L’opération Kimya II visant à contraindre au retour en patrie les FDLR-Hutu rwandais se trouvant dans la province du Sud-Kivu, a commencé à quelques endroits. La population de Burhinyi, qui souffre plus qu’auparavant, observe, écoute et se pose beaucoup de questions.
A partir de Kilungutwe, dans tous les coins se trouvant sur la route pour Mwenga, l’opération Kimya II a commencé. Tout en connaissant tous les endroits où les Hutu-FDLR sont installés, l’armée nationale congolaise, les FARDC, est restée près de la route, en repoussant les FDLR dans les quartiers habités par la population locale, qui donc souffre.
C’est dans le Groupement de Nirindja que se trouve la plus grande partie de ces Hutu avec leurs familles. Les combattants sont au milieu des gens et protègent les lieux où se trouvent leurs familles. Quelques-uns d’eux sont habillés en civil, d’autres portent les tenues des FARDC. « C’est pour semer la confusion dans la population », disent-ils. En effet, étant donné que certains Hutu ressemblent à des Congolais, la population craint de s’exprimer et de porter plainte, ne sachant pas devant qui elle se trouve. Elle se demande où ces combattants ont trouvé les tenues militaires.
Certains de ces Hutu nous ont dit :
« Nous regrettons que vous alliez nous poursuivre en forêt, là où il n’y a que nos familles pauvres, alors que ceux parmi nous qui ont des possibilités résident à Bukavu et dans d’autres centres du Nord et Sud-Kivu, en vous côtoyant chaque jour.
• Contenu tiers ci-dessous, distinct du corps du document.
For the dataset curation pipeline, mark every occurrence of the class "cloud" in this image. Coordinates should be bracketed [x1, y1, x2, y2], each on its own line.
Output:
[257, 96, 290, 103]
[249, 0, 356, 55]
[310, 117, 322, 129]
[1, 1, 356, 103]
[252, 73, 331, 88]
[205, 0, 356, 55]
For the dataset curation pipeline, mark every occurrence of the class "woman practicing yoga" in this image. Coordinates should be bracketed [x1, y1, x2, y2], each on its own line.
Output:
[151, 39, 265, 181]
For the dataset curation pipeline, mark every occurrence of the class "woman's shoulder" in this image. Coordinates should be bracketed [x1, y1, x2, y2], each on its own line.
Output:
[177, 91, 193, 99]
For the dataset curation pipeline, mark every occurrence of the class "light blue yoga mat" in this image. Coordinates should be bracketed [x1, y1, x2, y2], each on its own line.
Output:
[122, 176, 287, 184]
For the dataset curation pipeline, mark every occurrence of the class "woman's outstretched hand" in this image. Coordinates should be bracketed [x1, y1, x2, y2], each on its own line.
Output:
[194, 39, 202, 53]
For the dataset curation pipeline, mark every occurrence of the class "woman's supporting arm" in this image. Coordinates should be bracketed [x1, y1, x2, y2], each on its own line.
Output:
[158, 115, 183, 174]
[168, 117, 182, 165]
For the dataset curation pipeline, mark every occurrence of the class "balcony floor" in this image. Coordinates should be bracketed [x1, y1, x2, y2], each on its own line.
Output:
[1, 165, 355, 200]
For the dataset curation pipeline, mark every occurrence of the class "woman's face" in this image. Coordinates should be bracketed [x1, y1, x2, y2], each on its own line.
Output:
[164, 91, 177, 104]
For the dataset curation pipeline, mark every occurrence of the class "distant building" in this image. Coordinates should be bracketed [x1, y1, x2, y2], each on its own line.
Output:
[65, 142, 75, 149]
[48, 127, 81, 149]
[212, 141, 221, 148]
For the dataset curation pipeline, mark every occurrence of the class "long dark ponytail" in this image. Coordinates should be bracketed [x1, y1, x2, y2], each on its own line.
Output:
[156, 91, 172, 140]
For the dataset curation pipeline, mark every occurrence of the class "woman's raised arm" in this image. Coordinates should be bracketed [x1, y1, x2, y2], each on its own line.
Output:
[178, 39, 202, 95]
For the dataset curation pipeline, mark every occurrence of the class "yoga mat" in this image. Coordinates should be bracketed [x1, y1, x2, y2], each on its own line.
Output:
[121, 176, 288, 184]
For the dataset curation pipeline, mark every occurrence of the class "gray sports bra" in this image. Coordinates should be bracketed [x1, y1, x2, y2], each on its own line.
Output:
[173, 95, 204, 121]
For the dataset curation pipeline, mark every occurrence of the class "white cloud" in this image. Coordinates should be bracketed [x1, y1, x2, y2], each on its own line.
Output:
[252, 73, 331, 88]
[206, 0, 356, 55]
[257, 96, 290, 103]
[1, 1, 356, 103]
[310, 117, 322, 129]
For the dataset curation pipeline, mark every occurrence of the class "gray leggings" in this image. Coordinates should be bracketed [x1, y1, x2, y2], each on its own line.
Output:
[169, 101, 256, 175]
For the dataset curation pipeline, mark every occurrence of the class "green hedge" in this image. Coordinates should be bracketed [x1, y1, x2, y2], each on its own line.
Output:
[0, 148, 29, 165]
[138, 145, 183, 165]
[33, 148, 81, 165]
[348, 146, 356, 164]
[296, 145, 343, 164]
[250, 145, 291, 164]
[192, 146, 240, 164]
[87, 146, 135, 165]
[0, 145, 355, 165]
En dénonçant les lieux où nous sommes, vous êtes des ‘bicucu’1, car, si les FARDC nous attaquent, c’est vous qui en serez les victimes. En effet, partout où nous sommes, vous y êtes. Quand on voudra nous tuer, on vous tuera aussi. D’ailleurs, nous connaissons la forêt plus que vous et nous y trouverons refuge. Nous connaissons aussi mieux que vous le territoire, alors que vous ne savez même pas les noms des chefs de quartier2. Cette opération Kimya II est contre vous. Nous sommes avec vous et derrière vous, et c’est vous, la population congolaise, qui serez notre porte.
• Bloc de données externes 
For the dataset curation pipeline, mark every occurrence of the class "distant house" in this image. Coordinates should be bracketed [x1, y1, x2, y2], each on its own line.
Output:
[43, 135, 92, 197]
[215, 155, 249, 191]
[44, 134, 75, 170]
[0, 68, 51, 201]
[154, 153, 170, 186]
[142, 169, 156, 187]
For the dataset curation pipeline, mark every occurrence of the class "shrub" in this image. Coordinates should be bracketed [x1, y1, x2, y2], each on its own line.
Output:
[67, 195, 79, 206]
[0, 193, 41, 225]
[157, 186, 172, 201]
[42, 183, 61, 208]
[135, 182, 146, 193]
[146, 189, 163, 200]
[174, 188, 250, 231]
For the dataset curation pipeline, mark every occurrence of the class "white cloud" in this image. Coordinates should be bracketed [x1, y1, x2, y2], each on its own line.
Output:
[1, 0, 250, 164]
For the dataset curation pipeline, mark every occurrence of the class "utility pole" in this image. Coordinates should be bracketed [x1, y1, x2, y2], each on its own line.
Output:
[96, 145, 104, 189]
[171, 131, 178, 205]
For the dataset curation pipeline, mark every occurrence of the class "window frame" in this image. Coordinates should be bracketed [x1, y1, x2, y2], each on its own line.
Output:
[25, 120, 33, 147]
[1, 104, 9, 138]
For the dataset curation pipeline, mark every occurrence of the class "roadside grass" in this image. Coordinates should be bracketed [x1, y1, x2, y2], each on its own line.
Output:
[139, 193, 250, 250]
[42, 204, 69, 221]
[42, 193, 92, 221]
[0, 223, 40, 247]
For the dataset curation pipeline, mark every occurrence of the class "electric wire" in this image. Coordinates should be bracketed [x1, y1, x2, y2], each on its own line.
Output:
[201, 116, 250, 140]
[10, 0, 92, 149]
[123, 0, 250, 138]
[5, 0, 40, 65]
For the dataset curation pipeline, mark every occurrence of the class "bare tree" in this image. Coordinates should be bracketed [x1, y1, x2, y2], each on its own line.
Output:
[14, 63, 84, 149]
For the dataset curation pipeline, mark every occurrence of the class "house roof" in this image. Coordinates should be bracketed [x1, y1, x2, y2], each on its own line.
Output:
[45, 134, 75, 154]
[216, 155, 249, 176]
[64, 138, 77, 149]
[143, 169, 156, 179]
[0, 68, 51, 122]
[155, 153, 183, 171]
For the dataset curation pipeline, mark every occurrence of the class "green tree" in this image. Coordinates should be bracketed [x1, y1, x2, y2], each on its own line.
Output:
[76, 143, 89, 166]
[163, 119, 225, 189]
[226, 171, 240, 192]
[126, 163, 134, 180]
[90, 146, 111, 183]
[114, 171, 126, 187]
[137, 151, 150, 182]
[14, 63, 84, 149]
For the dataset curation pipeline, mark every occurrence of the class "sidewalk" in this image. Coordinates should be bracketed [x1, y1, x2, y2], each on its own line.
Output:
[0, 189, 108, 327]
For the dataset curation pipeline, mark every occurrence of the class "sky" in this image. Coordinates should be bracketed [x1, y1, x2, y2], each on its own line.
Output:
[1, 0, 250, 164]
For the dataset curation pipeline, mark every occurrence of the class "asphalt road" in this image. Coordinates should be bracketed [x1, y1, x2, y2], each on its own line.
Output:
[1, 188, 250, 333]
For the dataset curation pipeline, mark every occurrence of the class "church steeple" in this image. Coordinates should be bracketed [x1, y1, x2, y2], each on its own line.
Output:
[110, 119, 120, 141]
L’objectif déclaré de l’opération « « Kimya II » est celui de nous faire regagner, par la force si nécessaire, notre pays. En réalité, les FARDC ne nous attaquent pas, nous repoussent encore plus dans la forêt ou dans la brousse, là où nous ne sommes pas encore arrivés. Ils commencent à tirer lorsqu’ils sont encore loin, pour nous permettre de fuir et éviter des victimes dans la population. S’ils sont contre nous, pourquoi ne nous prennent-ils pas en otage, pour nous contraindre à rentrer ? Les militaires FARDC sont nos frères3 et ne peuvent pas nous tuer. En outre, ils savent de ne pas avoir la force de nous prendre en otage ».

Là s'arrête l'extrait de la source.